Essential information

Opening times: 
06.00 daily
Admission: 
Free
Location: 
In Greenwich, In the park

Greenwich Park is said to be the most historic of all London’s Royal Parks, the National Maritime Museum and Royal Observatory and the Queen's House are situated in its grounds.

Formerly a hunting park the stunning grounds date back to Roman times and cover183 acres. It was the first Royal Park to be enclosed in 1427 and is still home to a small herd of Fallow and Red deer which you will find at the Wilderness Deer Park. 

Boating lake & playground

The park stretches along a hillside and is on two levels; on the lower level there is a popular children's playground and a boating lake in the north-east corner, close to Maze Hill railway station. A 200 metre long herbaceous border located at the front of the Queen's House, is London's largest and dates back to 1925. 

Rose garden 

The popular Rose Garden originally planted in 1960 is located on the eastern side of the park and the elegant Georgian villa it borders was originally the residence of the Park Ranger.

Top of the park

On the park’s upper level you can enjoy the sweeping views of the London skyline and River Thames at the top of the hill. Just outside the entrance to the Royal Observatory, look out for the Grade II listed statue of General James Wolfe which commemorates his victory against the French at Quebec securing Canada for the British. Wolfe lived in Greenwich and is buried in a local church.
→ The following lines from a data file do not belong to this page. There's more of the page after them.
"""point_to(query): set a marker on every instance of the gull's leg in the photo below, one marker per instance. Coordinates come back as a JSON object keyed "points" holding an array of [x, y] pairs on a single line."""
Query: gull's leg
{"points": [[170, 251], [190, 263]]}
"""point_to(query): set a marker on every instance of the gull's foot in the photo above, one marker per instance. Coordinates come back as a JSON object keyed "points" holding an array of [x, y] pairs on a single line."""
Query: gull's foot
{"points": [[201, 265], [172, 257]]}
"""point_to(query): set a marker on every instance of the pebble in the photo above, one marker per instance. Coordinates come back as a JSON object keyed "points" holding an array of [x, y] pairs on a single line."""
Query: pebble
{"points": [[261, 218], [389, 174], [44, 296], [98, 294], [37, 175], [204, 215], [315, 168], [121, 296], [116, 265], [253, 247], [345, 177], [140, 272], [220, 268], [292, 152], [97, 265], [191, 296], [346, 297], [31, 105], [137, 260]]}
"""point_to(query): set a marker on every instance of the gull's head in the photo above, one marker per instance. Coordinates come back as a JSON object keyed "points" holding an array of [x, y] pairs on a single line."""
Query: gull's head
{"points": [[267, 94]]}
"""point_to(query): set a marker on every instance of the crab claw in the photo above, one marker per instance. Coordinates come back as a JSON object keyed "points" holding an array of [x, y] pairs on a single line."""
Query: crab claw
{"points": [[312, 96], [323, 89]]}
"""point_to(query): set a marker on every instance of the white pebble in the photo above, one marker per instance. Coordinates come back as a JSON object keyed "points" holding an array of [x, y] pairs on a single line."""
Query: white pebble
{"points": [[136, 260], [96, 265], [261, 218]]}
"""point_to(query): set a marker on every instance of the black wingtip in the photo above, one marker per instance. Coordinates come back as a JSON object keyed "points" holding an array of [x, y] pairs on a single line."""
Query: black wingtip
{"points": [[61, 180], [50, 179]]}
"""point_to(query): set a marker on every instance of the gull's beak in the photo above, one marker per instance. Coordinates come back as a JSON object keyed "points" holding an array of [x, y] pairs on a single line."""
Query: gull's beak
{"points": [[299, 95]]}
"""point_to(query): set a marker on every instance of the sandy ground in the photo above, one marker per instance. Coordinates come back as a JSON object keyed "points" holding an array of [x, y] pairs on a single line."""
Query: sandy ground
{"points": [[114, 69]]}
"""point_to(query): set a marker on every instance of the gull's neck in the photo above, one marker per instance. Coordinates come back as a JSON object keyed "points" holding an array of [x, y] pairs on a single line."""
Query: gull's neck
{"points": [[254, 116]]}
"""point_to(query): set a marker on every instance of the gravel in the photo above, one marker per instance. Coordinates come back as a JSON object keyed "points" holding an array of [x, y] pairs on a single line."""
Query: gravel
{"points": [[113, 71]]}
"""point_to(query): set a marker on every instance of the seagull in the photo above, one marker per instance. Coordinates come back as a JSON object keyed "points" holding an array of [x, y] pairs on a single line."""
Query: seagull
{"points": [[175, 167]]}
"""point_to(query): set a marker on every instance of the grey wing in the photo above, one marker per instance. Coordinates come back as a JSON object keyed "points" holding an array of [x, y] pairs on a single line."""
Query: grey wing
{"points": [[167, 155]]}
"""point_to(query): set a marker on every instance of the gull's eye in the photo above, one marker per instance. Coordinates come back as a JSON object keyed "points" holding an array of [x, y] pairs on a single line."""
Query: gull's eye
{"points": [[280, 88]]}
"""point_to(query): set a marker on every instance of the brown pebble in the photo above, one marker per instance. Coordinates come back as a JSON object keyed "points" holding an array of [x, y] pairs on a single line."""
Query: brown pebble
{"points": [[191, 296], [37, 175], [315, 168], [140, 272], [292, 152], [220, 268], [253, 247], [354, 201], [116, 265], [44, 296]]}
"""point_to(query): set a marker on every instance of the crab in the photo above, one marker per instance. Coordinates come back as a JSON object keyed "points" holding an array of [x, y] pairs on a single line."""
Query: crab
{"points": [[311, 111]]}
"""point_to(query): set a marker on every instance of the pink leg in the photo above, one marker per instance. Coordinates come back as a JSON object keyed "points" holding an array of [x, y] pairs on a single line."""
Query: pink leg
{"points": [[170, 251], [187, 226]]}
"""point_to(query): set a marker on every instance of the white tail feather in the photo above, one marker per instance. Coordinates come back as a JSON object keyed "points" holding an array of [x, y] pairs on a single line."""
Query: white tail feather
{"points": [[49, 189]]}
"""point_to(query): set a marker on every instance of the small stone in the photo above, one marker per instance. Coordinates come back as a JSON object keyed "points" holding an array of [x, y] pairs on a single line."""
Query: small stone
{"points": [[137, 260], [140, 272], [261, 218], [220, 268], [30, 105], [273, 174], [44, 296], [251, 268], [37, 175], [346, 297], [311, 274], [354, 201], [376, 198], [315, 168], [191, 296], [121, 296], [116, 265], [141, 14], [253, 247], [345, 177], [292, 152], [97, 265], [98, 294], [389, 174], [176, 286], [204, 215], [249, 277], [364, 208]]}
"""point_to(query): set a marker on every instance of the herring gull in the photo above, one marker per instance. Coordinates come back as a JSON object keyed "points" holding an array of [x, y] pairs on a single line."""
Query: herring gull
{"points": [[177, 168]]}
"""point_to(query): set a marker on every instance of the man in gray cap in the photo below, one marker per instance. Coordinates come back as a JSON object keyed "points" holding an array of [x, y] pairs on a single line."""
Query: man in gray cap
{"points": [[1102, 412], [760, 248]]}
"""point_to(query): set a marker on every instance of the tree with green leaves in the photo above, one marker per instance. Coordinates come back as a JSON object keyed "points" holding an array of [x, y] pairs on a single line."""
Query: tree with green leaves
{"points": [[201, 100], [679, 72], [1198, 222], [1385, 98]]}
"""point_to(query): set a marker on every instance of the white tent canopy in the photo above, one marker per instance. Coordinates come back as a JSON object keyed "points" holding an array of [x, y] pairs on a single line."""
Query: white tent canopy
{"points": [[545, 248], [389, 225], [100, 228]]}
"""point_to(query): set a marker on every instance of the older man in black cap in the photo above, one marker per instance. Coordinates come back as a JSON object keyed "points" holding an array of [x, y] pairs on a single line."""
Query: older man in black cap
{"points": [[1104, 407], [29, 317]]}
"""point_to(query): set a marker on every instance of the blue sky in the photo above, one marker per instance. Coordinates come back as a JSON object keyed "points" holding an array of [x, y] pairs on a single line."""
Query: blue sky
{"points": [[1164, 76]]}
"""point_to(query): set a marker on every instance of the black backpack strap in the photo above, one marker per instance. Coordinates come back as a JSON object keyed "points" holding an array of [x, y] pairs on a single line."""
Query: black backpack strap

Look closely and you will see the bullet holes in the statue reportedly sustained during World War II from a German Messerschmitt.

Hidden treasures

Amongst the park’s hidden treasures are some Roman remains and Queen Elizabeth I’s fallen ancient oak tree. This huge oak tree dates back to the 12th century and according to legend  Queen Elizabeth I often enjoyed refreshments whilst relaxing in its shade and King Henry VIII once danced around it with Anne Boleyn.